That is largely true. The dollar is the most liquid and most used currency for India and for most other currencies in the world. That is why the dollar rate is the most important rate for any currency across the world. In fact, that is the currency benchmark. The INR is always expressed in terms of another currency. Normally, the most common benchmark is the US Dollar. Any weakening or strengthening of the dollar has a proportionate effect on the INR/USD exchange rate. For example, if the USD strengthens against the Euro, Pound and the Yen, then will the dollar appreciate against the INR too?
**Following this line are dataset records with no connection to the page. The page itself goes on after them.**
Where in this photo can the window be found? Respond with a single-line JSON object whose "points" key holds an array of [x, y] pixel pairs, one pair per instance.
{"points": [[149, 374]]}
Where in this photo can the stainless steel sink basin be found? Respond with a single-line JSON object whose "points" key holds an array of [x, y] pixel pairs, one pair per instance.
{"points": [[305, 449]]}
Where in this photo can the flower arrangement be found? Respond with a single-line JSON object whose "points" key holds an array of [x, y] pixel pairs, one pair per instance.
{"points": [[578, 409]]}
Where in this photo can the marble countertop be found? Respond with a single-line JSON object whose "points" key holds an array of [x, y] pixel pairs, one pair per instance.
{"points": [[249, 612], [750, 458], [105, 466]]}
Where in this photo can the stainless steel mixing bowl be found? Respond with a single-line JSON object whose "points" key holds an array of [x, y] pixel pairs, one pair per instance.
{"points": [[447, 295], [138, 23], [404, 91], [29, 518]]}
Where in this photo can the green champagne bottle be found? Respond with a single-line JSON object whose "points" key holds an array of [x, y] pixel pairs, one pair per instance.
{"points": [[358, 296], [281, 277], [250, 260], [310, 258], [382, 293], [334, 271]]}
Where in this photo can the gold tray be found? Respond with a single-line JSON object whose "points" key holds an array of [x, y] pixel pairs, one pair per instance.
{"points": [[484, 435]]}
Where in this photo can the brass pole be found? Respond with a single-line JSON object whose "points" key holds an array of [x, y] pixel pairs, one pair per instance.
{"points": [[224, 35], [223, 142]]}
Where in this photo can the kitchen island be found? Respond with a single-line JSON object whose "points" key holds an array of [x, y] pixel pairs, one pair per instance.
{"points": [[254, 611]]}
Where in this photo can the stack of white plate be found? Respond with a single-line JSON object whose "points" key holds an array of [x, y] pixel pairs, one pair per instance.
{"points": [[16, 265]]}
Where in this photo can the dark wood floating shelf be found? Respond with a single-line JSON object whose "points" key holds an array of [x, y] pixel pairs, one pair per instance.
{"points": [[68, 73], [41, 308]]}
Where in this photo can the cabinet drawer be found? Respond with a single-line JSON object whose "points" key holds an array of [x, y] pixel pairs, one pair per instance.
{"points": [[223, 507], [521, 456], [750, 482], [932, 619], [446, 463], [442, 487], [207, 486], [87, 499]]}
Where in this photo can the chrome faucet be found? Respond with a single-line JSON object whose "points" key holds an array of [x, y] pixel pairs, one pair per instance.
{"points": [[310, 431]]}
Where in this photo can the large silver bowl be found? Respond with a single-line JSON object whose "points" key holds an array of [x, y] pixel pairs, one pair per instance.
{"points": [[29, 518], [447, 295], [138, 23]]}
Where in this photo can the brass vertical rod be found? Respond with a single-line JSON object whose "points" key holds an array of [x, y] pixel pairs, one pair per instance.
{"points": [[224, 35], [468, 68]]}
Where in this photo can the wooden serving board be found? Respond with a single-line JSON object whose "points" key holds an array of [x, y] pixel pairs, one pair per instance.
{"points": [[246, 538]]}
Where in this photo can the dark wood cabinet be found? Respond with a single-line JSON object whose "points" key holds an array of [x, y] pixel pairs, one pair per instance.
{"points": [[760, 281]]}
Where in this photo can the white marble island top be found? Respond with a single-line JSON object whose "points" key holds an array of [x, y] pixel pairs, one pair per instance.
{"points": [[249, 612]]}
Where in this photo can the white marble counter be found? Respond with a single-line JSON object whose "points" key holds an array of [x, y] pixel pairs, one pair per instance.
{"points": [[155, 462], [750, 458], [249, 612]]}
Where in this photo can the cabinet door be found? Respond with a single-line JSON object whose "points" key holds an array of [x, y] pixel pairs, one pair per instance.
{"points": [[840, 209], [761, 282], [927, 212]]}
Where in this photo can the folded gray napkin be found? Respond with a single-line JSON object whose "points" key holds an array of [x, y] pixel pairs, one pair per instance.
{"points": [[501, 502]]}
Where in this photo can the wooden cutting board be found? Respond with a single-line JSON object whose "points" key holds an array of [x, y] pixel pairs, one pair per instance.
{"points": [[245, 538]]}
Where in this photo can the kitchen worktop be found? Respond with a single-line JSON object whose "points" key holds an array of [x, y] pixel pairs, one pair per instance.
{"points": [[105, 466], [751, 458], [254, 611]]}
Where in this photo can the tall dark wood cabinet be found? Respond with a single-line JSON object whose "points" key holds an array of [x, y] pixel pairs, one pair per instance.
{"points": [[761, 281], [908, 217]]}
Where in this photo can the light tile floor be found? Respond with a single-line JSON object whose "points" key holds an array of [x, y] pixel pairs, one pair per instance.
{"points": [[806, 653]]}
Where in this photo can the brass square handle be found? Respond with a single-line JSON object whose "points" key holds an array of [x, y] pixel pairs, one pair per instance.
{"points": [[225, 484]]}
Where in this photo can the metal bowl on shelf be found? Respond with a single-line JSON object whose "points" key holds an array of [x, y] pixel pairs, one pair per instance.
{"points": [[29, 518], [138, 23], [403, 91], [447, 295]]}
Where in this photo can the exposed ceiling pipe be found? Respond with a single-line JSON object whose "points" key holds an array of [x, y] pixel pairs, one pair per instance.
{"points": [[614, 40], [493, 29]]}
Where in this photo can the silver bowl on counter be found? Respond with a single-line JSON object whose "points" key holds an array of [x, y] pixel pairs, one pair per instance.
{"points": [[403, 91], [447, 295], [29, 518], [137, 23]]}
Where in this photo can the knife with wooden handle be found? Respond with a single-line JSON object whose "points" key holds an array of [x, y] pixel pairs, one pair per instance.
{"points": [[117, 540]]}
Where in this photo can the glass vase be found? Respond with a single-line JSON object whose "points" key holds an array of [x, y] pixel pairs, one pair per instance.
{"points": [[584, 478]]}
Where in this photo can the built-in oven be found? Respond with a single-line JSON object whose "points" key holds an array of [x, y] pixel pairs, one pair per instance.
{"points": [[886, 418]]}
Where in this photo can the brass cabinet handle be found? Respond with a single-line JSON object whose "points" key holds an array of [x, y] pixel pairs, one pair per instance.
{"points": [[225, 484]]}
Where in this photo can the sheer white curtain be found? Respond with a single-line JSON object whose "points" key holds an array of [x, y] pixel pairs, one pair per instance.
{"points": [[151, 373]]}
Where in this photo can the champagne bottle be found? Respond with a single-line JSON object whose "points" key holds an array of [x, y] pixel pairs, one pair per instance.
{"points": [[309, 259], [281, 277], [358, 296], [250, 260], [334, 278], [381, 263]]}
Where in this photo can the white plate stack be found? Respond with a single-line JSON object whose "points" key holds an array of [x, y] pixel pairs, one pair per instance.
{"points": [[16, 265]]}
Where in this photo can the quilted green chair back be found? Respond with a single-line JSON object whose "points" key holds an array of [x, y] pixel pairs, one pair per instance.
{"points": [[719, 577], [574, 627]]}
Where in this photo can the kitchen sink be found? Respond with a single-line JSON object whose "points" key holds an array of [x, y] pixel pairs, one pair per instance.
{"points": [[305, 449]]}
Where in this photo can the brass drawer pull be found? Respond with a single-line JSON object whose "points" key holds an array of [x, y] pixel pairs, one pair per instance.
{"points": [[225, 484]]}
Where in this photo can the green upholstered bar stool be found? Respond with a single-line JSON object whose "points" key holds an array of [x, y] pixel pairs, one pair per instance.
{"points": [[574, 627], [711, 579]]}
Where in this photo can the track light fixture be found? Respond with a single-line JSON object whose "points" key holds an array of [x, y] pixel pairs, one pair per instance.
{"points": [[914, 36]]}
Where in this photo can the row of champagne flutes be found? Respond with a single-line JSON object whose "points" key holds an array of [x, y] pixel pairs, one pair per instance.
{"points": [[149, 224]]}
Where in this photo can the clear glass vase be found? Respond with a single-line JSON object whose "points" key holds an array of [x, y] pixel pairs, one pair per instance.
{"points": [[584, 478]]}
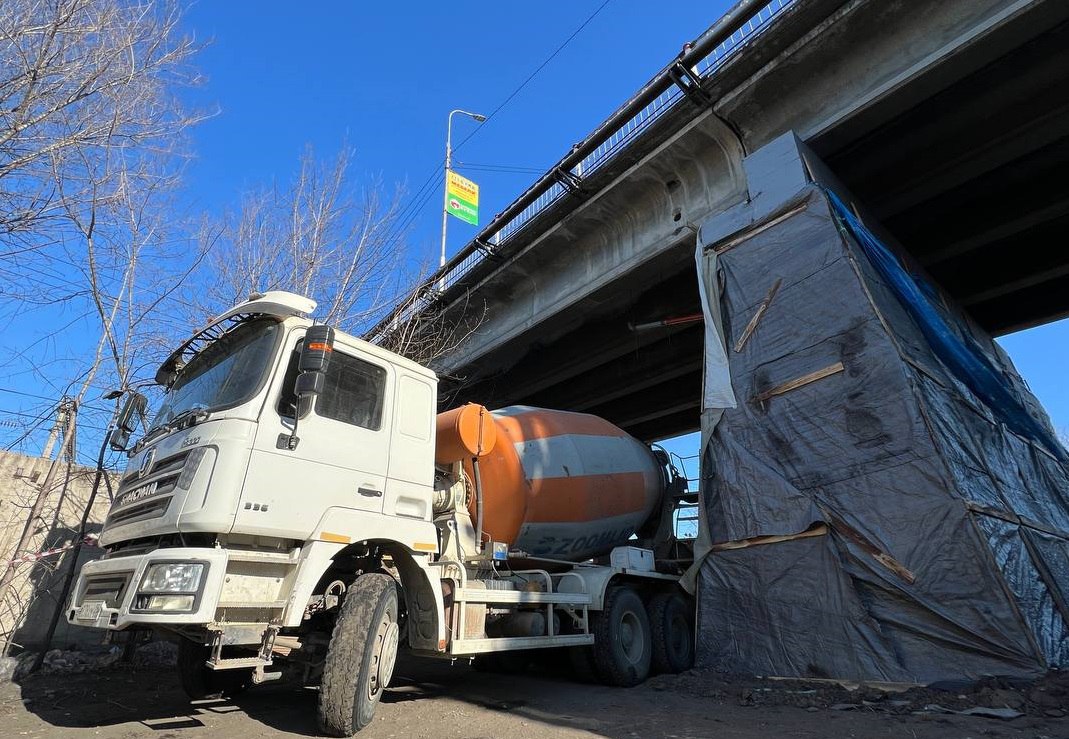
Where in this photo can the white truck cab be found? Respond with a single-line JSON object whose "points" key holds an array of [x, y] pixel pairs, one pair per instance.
{"points": [[270, 512]]}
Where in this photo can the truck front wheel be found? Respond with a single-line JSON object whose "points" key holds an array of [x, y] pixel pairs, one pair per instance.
{"points": [[622, 643], [360, 658]]}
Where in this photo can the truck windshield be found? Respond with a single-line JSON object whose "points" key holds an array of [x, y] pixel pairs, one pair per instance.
{"points": [[228, 372]]}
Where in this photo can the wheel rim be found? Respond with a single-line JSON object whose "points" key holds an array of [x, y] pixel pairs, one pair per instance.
{"points": [[632, 637], [383, 658]]}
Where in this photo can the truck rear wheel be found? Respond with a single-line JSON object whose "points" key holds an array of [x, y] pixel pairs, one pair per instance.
{"points": [[622, 642], [672, 629], [361, 655], [200, 681]]}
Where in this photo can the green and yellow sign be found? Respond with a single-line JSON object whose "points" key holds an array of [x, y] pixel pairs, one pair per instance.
{"points": [[462, 198]]}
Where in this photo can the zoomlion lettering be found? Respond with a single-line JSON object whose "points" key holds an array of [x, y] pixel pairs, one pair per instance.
{"points": [[562, 547]]}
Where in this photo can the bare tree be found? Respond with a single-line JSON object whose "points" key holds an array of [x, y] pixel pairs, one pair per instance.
{"points": [[90, 153], [322, 236], [79, 79]]}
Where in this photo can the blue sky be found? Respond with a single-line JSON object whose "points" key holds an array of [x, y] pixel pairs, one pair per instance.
{"points": [[383, 77]]}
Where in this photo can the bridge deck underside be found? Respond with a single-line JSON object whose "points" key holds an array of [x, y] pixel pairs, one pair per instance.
{"points": [[972, 181]]}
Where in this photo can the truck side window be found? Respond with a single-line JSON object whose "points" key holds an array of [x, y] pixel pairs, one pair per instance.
{"points": [[354, 393]]}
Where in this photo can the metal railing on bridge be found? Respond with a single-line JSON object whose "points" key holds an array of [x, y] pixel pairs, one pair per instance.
{"points": [[738, 27]]}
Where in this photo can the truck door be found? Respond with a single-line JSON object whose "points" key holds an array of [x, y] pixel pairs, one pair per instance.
{"points": [[342, 456]]}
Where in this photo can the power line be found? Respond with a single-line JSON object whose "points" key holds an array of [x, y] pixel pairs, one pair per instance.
{"points": [[422, 196], [535, 73]]}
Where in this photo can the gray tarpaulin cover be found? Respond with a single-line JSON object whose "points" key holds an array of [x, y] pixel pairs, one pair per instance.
{"points": [[873, 511]]}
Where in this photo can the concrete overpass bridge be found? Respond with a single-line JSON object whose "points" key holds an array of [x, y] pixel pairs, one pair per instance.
{"points": [[948, 120]]}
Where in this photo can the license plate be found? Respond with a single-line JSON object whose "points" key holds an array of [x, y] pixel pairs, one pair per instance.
{"points": [[90, 611]]}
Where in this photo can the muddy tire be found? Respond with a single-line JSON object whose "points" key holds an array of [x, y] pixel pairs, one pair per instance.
{"points": [[671, 626], [360, 658], [622, 646], [200, 681]]}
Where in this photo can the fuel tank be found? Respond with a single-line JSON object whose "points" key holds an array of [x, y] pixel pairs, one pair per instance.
{"points": [[557, 485]]}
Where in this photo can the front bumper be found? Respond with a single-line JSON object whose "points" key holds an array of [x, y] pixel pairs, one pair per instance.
{"points": [[107, 588]]}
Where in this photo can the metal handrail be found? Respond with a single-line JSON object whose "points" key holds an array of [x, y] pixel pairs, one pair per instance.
{"points": [[706, 55]]}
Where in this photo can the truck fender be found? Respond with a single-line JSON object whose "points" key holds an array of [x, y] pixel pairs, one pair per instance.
{"points": [[422, 596], [419, 583]]}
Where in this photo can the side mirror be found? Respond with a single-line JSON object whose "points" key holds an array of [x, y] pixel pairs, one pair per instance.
{"points": [[126, 422], [314, 359]]}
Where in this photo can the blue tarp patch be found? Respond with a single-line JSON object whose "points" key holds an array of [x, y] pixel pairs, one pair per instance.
{"points": [[959, 353]]}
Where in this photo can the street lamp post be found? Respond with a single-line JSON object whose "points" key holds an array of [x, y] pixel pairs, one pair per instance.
{"points": [[449, 153]]}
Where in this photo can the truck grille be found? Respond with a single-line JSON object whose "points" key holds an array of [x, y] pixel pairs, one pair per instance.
{"points": [[150, 496], [110, 588], [150, 509]]}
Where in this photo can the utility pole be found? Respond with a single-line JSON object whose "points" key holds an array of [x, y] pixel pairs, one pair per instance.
{"points": [[39, 504], [478, 118], [63, 415]]}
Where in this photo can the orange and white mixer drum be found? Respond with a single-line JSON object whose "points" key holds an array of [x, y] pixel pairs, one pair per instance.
{"points": [[564, 486]]}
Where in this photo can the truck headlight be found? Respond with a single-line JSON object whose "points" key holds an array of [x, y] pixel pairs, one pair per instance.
{"points": [[163, 603], [173, 576]]}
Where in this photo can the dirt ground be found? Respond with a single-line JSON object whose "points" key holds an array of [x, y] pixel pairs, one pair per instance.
{"points": [[444, 702]]}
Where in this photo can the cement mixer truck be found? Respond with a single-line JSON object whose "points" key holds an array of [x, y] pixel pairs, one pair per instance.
{"points": [[297, 505]]}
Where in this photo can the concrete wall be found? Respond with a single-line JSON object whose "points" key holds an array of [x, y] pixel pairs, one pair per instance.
{"points": [[26, 611]]}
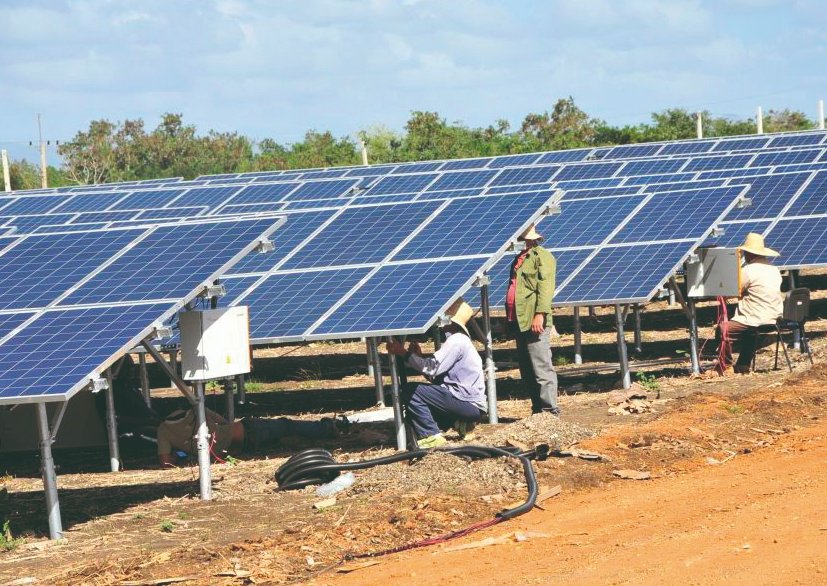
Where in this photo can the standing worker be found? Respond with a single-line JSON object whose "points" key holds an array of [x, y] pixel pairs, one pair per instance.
{"points": [[761, 303], [528, 311]]}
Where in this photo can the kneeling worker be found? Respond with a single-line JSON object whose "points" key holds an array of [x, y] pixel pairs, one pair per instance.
{"points": [[455, 396], [179, 432]]}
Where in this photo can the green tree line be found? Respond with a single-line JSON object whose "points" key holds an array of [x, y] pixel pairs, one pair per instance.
{"points": [[110, 152]]}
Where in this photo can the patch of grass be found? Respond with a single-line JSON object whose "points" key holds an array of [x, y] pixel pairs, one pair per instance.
{"points": [[8, 541], [648, 382]]}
The exchange rate is largely dependent on the strength of the dollar which is captured by the Dollar Index (DXY). Even the impact of pound and Euro gets transmitted through the dollar only. The negative correlation is almost at par. Over the last five years, the Dollar Index (DXY) has appreciated and during the same period, the INR depreciated against the dollar. The relationship is almost a 1-on-1 relationship. The reason is quite simple. Most of India’s foreign trade and foreign debt is denominated in USD. Most of India’s ECB and FCCB flows as well as NRI deposits are denominated in dollars. It is, therefore, obvious that the dollar has an oversized impact on the rupee exchange rate. Hence any strength in the dollar index gets automatically transmitted to the INR/USD exchange rate in the same proportion and weakens the rupee proportionately.